Guishan was a very famous T’ang Dynasty master. He was the founder of the Guiyang School, one of the five great houses of Zen. He had some extraordinary successors—Yangshan, Iron Grindstone Liu (a female successor), and Xiangyan. He had a very strong lineage, one that was known for its subtleties and for its esoteric teachings.
I’ve added footnotes to each line of the koan in order to clarify it. “Guishan sat on the teaching seat. A monastic came up and said, ‘Master, please expound the dharma for the assembly.’” The footnote to that says, “Don’t be greedy. He has already given everything he has to give.” Next, “Guishan said, ‘I have already exhausted myself for you.’” Footnote says, “Poor old teacher. There is nothing left of him.” “The monastic bowed.” The footnote says, “It’s easy to bow, but what does he really mean by doing so?”
Here are the subtleties that you need to see in order to get to this koan. The key to the case is Guishan’s statement, “I’ve already exhausted myself for you.” He hadn’t raised a finger. He hadn’t done anything. Yet he said he had given everything he had to give. What was he saying? What was he implying? What kind of giving took place? We think of giving as overt action, but we don’t understand the subtleties of giving.

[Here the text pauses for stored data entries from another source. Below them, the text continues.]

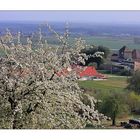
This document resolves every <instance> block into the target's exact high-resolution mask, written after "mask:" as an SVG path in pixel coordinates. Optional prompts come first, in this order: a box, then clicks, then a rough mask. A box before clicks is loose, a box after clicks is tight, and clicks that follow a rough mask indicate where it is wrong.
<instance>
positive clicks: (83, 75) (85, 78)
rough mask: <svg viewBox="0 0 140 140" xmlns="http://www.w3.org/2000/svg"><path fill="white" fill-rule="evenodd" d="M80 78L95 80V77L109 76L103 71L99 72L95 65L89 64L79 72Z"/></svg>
mask: <svg viewBox="0 0 140 140" xmlns="http://www.w3.org/2000/svg"><path fill="white" fill-rule="evenodd" d="M78 75H79V77H80V80H94V79H106V78H107V77H106V76H105V75H103V74H101V73H98V72H97V71H96V69H95V67H93V66H87V67H85V69H84V70H83V71H81V72H80V73H79V74H78Z"/></svg>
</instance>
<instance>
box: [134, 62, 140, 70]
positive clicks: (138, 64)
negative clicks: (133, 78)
mask: <svg viewBox="0 0 140 140" xmlns="http://www.w3.org/2000/svg"><path fill="white" fill-rule="evenodd" d="M136 70H140V61H138V60H136V61H134V71H136Z"/></svg>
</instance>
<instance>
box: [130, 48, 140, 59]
mask: <svg viewBox="0 0 140 140" xmlns="http://www.w3.org/2000/svg"><path fill="white" fill-rule="evenodd" d="M132 58H133V60H140V50H136V49H134V50H133V51H132Z"/></svg>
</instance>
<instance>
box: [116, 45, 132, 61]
mask: <svg viewBox="0 0 140 140" xmlns="http://www.w3.org/2000/svg"><path fill="white" fill-rule="evenodd" d="M119 58H121V59H131V58H132V50H131V49H129V48H128V47H126V46H123V47H122V48H121V49H120V50H119Z"/></svg>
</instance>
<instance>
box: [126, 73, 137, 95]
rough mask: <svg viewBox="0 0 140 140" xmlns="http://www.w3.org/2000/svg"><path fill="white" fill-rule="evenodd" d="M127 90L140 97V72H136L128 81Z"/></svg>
mask: <svg viewBox="0 0 140 140" xmlns="http://www.w3.org/2000/svg"><path fill="white" fill-rule="evenodd" d="M127 88H128V89H129V90H132V91H135V92H136V93H137V94H139V95H140V71H138V70H137V71H135V72H134V73H133V75H132V77H131V78H129V79H128V86H127Z"/></svg>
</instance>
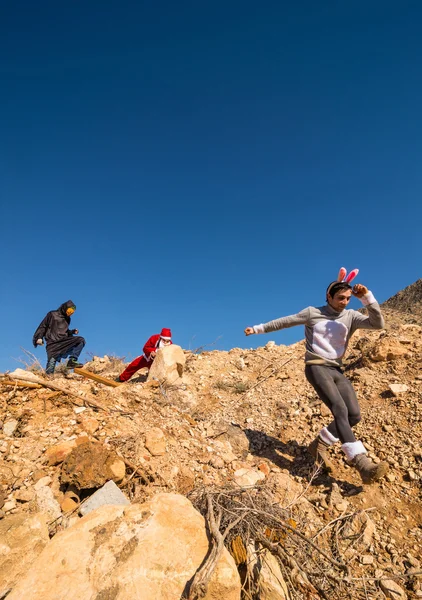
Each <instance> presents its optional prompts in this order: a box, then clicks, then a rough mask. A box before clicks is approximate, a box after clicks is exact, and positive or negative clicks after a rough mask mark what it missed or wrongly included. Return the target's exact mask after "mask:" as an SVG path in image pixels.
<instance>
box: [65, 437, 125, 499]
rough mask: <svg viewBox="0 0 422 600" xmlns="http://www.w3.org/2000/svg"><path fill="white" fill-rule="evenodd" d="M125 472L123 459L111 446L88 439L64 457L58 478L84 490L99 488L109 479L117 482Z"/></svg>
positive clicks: (122, 477)
mask: <svg viewBox="0 0 422 600" xmlns="http://www.w3.org/2000/svg"><path fill="white" fill-rule="evenodd" d="M125 473H126V466H125V463H124V461H123V460H122V459H121V458H119V457H118V456H117V454H116V453H115V452H114V451H113V450H111V448H107V446H104V444H100V443H99V442H93V441H89V440H88V441H86V442H85V443H83V444H80V445H79V446H76V447H75V448H74V449H73V450H72V451H71V453H70V454H69V455H68V456H67V457H66V458H65V460H64V462H63V464H62V471H61V476H60V480H61V483H68V484H71V485H74V486H75V487H76V488H77V489H79V490H84V489H90V488H99V487H101V486H102V485H104V484H105V483H106V482H107V481H109V480H110V479H111V480H113V481H115V482H116V483H118V482H119V481H122V479H123V478H124V476H125Z"/></svg>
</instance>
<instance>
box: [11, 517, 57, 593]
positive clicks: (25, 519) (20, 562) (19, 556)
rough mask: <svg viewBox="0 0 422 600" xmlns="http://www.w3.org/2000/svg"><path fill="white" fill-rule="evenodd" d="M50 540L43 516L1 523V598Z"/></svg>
mask: <svg viewBox="0 0 422 600" xmlns="http://www.w3.org/2000/svg"><path fill="white" fill-rule="evenodd" d="M49 539H50V538H49V536H48V527H47V517H46V515H43V514H40V513H37V514H34V515H32V516H30V517H29V516H27V515H24V514H18V515H10V516H9V517H6V518H5V519H2V520H1V521H0V598H4V597H5V595H6V593H7V591H8V590H11V589H13V587H14V586H15V584H16V583H17V581H18V580H19V579H20V578H21V577H22V576H23V575H24V574H25V573H26V572H27V571H28V569H29V567H30V566H31V565H32V563H33V562H34V560H35V559H36V558H37V557H38V555H39V554H40V553H41V552H42V550H43V549H44V547H45V545H46V544H47V543H48V541H49ZM28 598H30V596H28Z"/></svg>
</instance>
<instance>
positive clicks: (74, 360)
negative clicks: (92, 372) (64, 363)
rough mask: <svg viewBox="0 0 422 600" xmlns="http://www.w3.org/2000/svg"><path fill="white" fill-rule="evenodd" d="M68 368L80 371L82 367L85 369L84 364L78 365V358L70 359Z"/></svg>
mask: <svg viewBox="0 0 422 600" xmlns="http://www.w3.org/2000/svg"><path fill="white" fill-rule="evenodd" d="M66 366H67V368H68V369H80V368H81V367H83V364H82V363H78V361H77V360H76V358H72V357H71V358H69V360H68V361H67V365H66Z"/></svg>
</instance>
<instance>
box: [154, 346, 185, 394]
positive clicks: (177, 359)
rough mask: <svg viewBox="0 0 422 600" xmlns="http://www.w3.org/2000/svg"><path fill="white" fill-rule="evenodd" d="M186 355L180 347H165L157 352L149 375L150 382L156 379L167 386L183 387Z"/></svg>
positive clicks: (176, 346)
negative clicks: (183, 370) (176, 385)
mask: <svg viewBox="0 0 422 600" xmlns="http://www.w3.org/2000/svg"><path fill="white" fill-rule="evenodd" d="M185 362H186V359H185V355H184V352H183V350H182V348H181V347H180V346H177V345H176V344H172V345H171V346H164V348H160V349H159V350H158V352H157V356H156V357H155V360H154V362H153V363H152V365H151V368H150V370H149V373H148V381H150V380H151V379H156V380H157V381H159V382H160V383H163V384H166V385H182V383H183V370H184V368H185Z"/></svg>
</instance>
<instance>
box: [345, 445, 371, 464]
mask: <svg viewBox="0 0 422 600" xmlns="http://www.w3.org/2000/svg"><path fill="white" fill-rule="evenodd" d="M341 449H342V450H343V452H344V453H345V455H346V456H347V460H352V459H353V458H355V456H357V455H358V454H366V453H367V452H366V450H365V446H364V445H363V444H362V442H347V443H346V444H343V445H342V447H341Z"/></svg>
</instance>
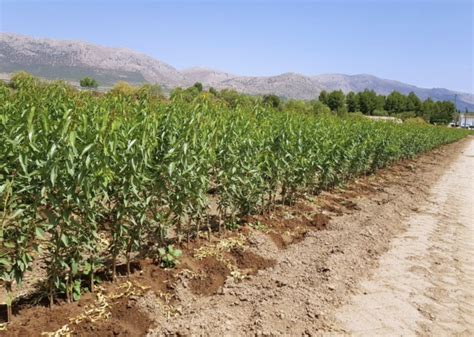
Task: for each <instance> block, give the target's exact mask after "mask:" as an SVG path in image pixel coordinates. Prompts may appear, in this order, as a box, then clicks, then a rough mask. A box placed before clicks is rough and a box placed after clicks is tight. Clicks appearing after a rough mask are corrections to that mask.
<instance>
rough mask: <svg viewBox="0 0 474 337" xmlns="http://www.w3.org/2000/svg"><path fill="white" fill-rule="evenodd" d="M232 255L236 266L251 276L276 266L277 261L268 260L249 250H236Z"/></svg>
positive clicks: (232, 253)
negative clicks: (251, 251) (259, 271)
mask: <svg viewBox="0 0 474 337" xmlns="http://www.w3.org/2000/svg"><path fill="white" fill-rule="evenodd" d="M231 254H232V257H233V260H234V262H235V265H236V266H237V267H238V268H239V269H240V270H242V271H244V272H246V273H247V274H249V275H255V274H256V273H257V272H258V271H259V270H263V269H267V268H269V267H273V266H274V265H275V260H271V259H266V258H264V257H261V256H259V255H257V254H255V253H253V252H251V251H248V250H243V249H240V248H234V249H232V251H231Z"/></svg>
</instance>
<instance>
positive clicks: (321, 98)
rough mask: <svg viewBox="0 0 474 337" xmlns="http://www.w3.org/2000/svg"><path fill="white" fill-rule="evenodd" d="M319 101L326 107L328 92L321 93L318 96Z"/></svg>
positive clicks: (327, 98)
mask: <svg viewBox="0 0 474 337" xmlns="http://www.w3.org/2000/svg"><path fill="white" fill-rule="evenodd" d="M319 101H320V102H321V103H323V104H326V105H328V92H327V91H326V90H323V91H321V93H320V94H319Z"/></svg>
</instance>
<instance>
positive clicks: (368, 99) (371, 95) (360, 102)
mask: <svg viewBox="0 0 474 337" xmlns="http://www.w3.org/2000/svg"><path fill="white" fill-rule="evenodd" d="M357 95H358V96H359V107H360V111H361V112H362V113H363V114H366V115H372V112H374V110H375V109H376V108H377V94H376V93H375V91H373V90H368V89H365V90H364V91H363V92H359V93H358V94H357Z"/></svg>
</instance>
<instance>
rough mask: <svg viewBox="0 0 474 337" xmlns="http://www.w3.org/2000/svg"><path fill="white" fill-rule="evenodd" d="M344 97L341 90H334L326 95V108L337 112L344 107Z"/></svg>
mask: <svg viewBox="0 0 474 337" xmlns="http://www.w3.org/2000/svg"><path fill="white" fill-rule="evenodd" d="M344 102H345V96H344V93H343V92H342V91H341V90H335V91H333V92H331V93H330V94H328V95H327V106H328V107H329V108H330V109H331V110H332V111H338V110H340V109H341V108H342V107H343V106H344Z"/></svg>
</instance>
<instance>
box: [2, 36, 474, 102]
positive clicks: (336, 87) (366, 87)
mask: <svg viewBox="0 0 474 337" xmlns="http://www.w3.org/2000/svg"><path fill="white" fill-rule="evenodd" d="M20 70H25V71H27V72H29V73H31V74H33V75H35V76H39V77H42V78H46V79H63V80H66V81H71V82H73V83H77V82H78V81H79V79H81V78H83V77H85V76H91V77H94V78H95V79H96V80H97V81H98V82H99V83H100V84H101V85H102V86H105V87H108V86H111V85H113V84H114V83H115V82H117V81H126V82H129V83H131V84H141V83H158V84H160V85H161V86H163V87H164V88H166V89H168V90H169V89H172V88H174V87H178V86H181V87H185V86H190V85H192V84H193V83H195V82H201V83H202V84H203V85H204V86H207V87H209V86H212V87H214V88H216V89H224V88H229V89H235V90H237V91H239V92H243V93H248V94H252V95H262V94H276V95H278V96H281V97H285V98H298V99H313V98H316V97H318V95H319V93H320V92H321V91H322V90H327V91H332V90H338V89H341V90H342V91H344V92H349V91H354V92H359V91H363V90H365V89H370V90H374V91H375V92H377V93H378V94H384V95H387V94H389V93H390V92H392V91H394V90H397V91H399V92H401V93H403V94H408V93H409V92H411V91H413V92H414V93H415V94H417V95H418V97H420V98H421V99H426V98H428V97H431V98H432V99H433V100H449V101H454V100H455V96H456V105H457V107H458V109H460V110H464V109H468V110H470V111H473V110H474V95H473V94H472V93H463V92H458V91H452V90H448V89H444V88H431V89H428V88H420V87H416V86H414V85H410V84H406V83H402V82H398V81H394V80H387V79H382V78H378V77H376V76H372V75H366V74H361V75H344V74H323V75H317V76H305V75H301V74H296V73H284V74H281V75H276V76H238V75H234V74H230V73H226V72H221V71H216V70H212V69H208V68H199V67H197V68H190V69H185V70H182V71H179V70H177V69H176V68H174V67H172V66H171V65H169V64H166V63H164V62H162V61H159V60H156V59H154V58H153V57H150V56H148V55H145V54H142V53H138V52H136V51H133V50H129V49H124V48H109V47H103V46H99V45H94V44H90V43H86V42H81V41H63V40H51V39H36V38H31V37H28V36H23V35H18V34H10V33H0V73H1V75H2V76H1V77H3V78H8V77H9V76H10V75H11V74H12V73H13V72H16V71H20Z"/></svg>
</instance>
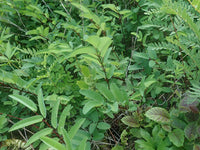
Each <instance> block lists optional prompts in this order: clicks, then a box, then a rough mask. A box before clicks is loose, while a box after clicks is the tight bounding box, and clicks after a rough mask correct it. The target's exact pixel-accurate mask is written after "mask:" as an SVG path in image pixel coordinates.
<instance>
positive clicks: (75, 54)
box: [68, 46, 96, 57]
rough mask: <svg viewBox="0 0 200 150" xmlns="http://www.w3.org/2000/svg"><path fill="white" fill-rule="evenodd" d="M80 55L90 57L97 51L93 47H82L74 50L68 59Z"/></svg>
mask: <svg viewBox="0 0 200 150" xmlns="http://www.w3.org/2000/svg"><path fill="white" fill-rule="evenodd" d="M80 54H88V55H90V54H96V51H95V49H94V47H92V46H88V47H81V48H78V49H76V50H74V51H73V52H72V53H71V54H70V55H69V56H68V57H75V56H76V55H80Z"/></svg>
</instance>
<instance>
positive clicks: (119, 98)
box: [110, 83, 126, 102]
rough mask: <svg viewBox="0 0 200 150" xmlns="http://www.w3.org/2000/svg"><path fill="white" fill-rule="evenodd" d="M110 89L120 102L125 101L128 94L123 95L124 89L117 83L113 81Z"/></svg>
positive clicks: (111, 91) (111, 84)
mask: <svg viewBox="0 0 200 150" xmlns="http://www.w3.org/2000/svg"><path fill="white" fill-rule="evenodd" d="M110 91H111V92H112V94H113V95H114V97H115V99H116V100H117V101H118V102H123V101H124V99H125V97H126V96H124V95H123V92H122V90H121V89H120V88H119V87H118V86H117V85H116V84H115V83H112V84H111V85H110Z"/></svg>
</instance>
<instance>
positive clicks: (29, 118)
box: [9, 115, 43, 132]
mask: <svg viewBox="0 0 200 150" xmlns="http://www.w3.org/2000/svg"><path fill="white" fill-rule="evenodd" d="M42 119H43V117H42V116H40V115H37V116H33V117H29V118H26V119H23V120H20V121H18V122H17V123H16V124H14V125H13V126H12V127H11V128H10V130H9V132H11V131H14V130H18V129H20V128H24V127H26V126H29V125H32V124H35V123H38V122H41V121H42Z"/></svg>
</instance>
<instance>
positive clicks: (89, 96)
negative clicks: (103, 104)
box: [80, 90, 104, 102]
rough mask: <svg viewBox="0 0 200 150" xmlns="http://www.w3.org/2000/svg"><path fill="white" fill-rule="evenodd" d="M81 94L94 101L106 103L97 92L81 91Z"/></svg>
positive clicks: (102, 97) (103, 99)
mask: <svg viewBox="0 0 200 150" xmlns="http://www.w3.org/2000/svg"><path fill="white" fill-rule="evenodd" d="M80 93H81V94H83V95H84V96H86V97H88V98H90V99H93V100H97V101H100V102H103V101H104V98H103V97H102V96H101V95H100V94H99V93H97V92H94V91H91V90H80Z"/></svg>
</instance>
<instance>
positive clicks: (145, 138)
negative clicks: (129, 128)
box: [140, 128, 153, 144]
mask: <svg viewBox="0 0 200 150" xmlns="http://www.w3.org/2000/svg"><path fill="white" fill-rule="evenodd" d="M140 135H141V136H142V137H143V138H144V139H145V140H146V141H147V142H148V143H152V144H153V138H152V137H151V135H150V134H149V132H147V131H146V130H144V129H142V128H141V129H140Z"/></svg>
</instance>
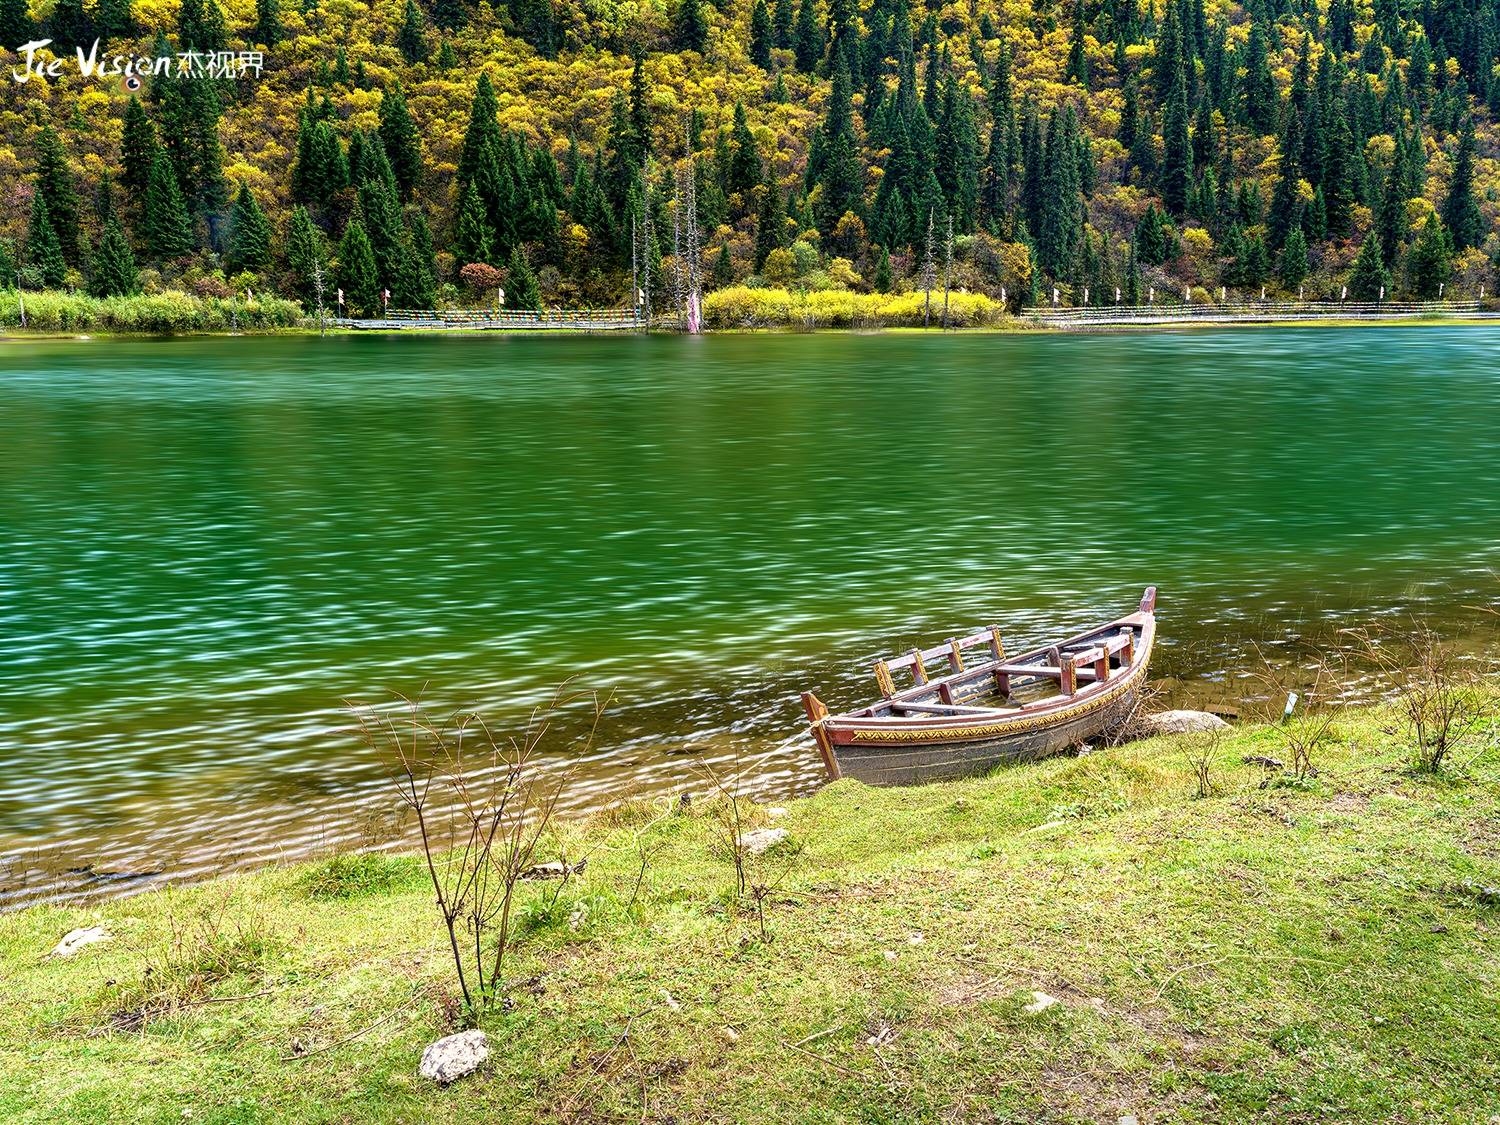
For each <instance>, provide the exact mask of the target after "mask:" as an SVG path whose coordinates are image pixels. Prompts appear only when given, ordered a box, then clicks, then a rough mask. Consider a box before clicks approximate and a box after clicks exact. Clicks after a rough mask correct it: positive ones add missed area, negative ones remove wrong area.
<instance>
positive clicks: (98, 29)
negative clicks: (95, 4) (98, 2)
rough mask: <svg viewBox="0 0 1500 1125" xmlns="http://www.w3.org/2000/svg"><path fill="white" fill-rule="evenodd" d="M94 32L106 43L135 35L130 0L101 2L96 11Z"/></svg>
mask: <svg viewBox="0 0 1500 1125" xmlns="http://www.w3.org/2000/svg"><path fill="white" fill-rule="evenodd" d="M95 30H96V31H98V33H99V37H101V39H102V40H104V42H110V40H115V39H127V37H129V36H132V34H135V20H133V17H132V15H130V5H129V0H99V5H98V7H96V9H95Z"/></svg>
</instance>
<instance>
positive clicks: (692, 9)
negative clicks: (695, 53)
mask: <svg viewBox="0 0 1500 1125" xmlns="http://www.w3.org/2000/svg"><path fill="white" fill-rule="evenodd" d="M672 43H673V45H675V46H676V49H678V51H697V52H699V54H702V52H703V48H705V46H708V20H706V18H705V17H703V5H702V3H700V0H678V3H676V12H675V15H673V17H672Z"/></svg>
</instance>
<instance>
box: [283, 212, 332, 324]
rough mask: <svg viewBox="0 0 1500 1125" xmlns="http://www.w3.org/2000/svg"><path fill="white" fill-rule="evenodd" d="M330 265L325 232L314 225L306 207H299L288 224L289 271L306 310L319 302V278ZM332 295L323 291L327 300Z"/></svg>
mask: <svg viewBox="0 0 1500 1125" xmlns="http://www.w3.org/2000/svg"><path fill="white" fill-rule="evenodd" d="M327 264H329V248H327V245H326V243H324V239H323V231H320V229H318V228H317V225H315V223H314V222H312V216H309V214H308V208H306V207H297V208H294V210H293V213H291V219H290V220H288V222H287V270H288V273H290V275H291V288H293V291H294V293H296V294H297V296H299V297H300V299H302V303H303V306H305V308H308V309H311V308H314V305H315V303H317V300H318V284H317V276H318V272H320V270H326V269H327ZM329 297H330V294H327V293H324V300H329Z"/></svg>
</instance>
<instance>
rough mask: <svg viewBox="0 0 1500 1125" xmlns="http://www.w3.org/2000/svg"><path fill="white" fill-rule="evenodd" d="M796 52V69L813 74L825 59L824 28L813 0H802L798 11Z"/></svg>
mask: <svg viewBox="0 0 1500 1125" xmlns="http://www.w3.org/2000/svg"><path fill="white" fill-rule="evenodd" d="M793 48H795V51H796V69H798V71H801V72H802V74H811V72H813V71H816V69H817V63H820V62H822V58H823V49H825V48H826V43H825V42H823V27H822V24H819V23H817V9H814V7H813V0H802V1H801V5H799V6H798V9H796V30H795V39H793Z"/></svg>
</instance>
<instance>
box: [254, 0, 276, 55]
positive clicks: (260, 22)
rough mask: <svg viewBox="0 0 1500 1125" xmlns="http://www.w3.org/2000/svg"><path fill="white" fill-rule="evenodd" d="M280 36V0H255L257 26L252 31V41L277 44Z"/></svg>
mask: <svg viewBox="0 0 1500 1125" xmlns="http://www.w3.org/2000/svg"><path fill="white" fill-rule="evenodd" d="M281 37H282V26H281V0H255V27H254V30H252V31H251V42H252V43H260V45H263V46H276V43H279V42H281Z"/></svg>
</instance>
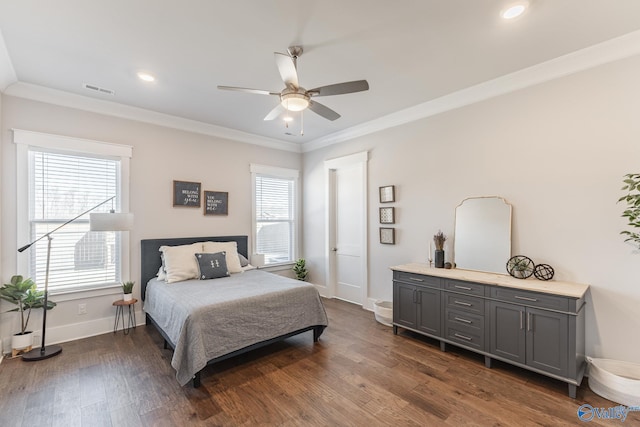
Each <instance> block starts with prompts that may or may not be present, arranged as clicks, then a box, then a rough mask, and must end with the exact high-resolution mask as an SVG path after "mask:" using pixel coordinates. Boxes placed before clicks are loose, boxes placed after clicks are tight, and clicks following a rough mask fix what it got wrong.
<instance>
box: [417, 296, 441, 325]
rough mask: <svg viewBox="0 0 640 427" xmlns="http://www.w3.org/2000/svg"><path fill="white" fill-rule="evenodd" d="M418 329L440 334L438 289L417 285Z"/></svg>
mask: <svg viewBox="0 0 640 427" xmlns="http://www.w3.org/2000/svg"><path fill="white" fill-rule="evenodd" d="M417 292H418V294H417V296H418V330H420V331H422V332H425V333H427V334H431V335H435V336H440V334H441V333H440V331H441V329H440V323H441V321H440V319H441V317H442V316H441V315H440V313H441V311H440V290H439V289H431V288H422V287H419V286H418V287H417Z"/></svg>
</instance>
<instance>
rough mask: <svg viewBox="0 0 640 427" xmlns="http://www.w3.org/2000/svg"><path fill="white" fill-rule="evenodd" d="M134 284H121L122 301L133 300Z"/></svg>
mask: <svg viewBox="0 0 640 427" xmlns="http://www.w3.org/2000/svg"><path fill="white" fill-rule="evenodd" d="M135 283H136V282H122V299H123V300H124V301H131V300H132V299H133V285H135Z"/></svg>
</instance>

Giving isn’t always obvious. Frequently its presence can be easily missed—giving of love, for example, may be subtle. It can simply be an openness that permeates the atmosphere. It may have to do with the way someone looks at you, with a gesture or a phrase. Or it may be something even less tangible. And I’m not just talking about romantic love. It could be a child. It could be a dog, a ticket collector, a total stranger. So much is communicated that is beyond the verbal. We tend to latch on to words and are blind to everything else.
The commentary says, “This monastic asks Guishan to expound the dharma. Guishan says, ‘I have already exhausted myself for you.’ What is his meaning?” The only information we’re offered in this koan is that Guishan was sitting on his teaching seat when the monastic asked him to expound the dharma. How are we to get a sense of what he did or how he exhausted himself for the assembly? The next line elaborates: “If you wish to understand Guishan, you must first realize that expounding the dharma is not necessarily limited to expression in words, nor does wordlessness imply lack of expression.” If that’s so, then how is the dharma expounded? It’s said that the Buddha taught for forty-seven years and never uttered a single word, so what was his dharma? What was his teaching? What about the endless sutras that have been handed down?
There are other cases in Master Dogen’s 300 Koan Shobogenzo that are similar to this one. In one of them, Priest Longtan was making rice cakes for a living. One day he met Master Daowu. Daowu bowed to him, and said, “Be my attendant, and I will teach you the essential dharma gate.” So Longtan agreed and left his household. A year passed. Longtan inquired, “When I arrived you said you would teach me the essential dharma gate. I haven’t received any of your instructions as yet.” Daowu explained, “When you greet me, I join my palms together in gassho. When I sit, you stand beside me. When you bring me tea, I receive it from you.” Longtan was silent for a while, and Daowu added, “When you see it, you just see it. When you think about it, you miss it.” At that, Longtan realized it.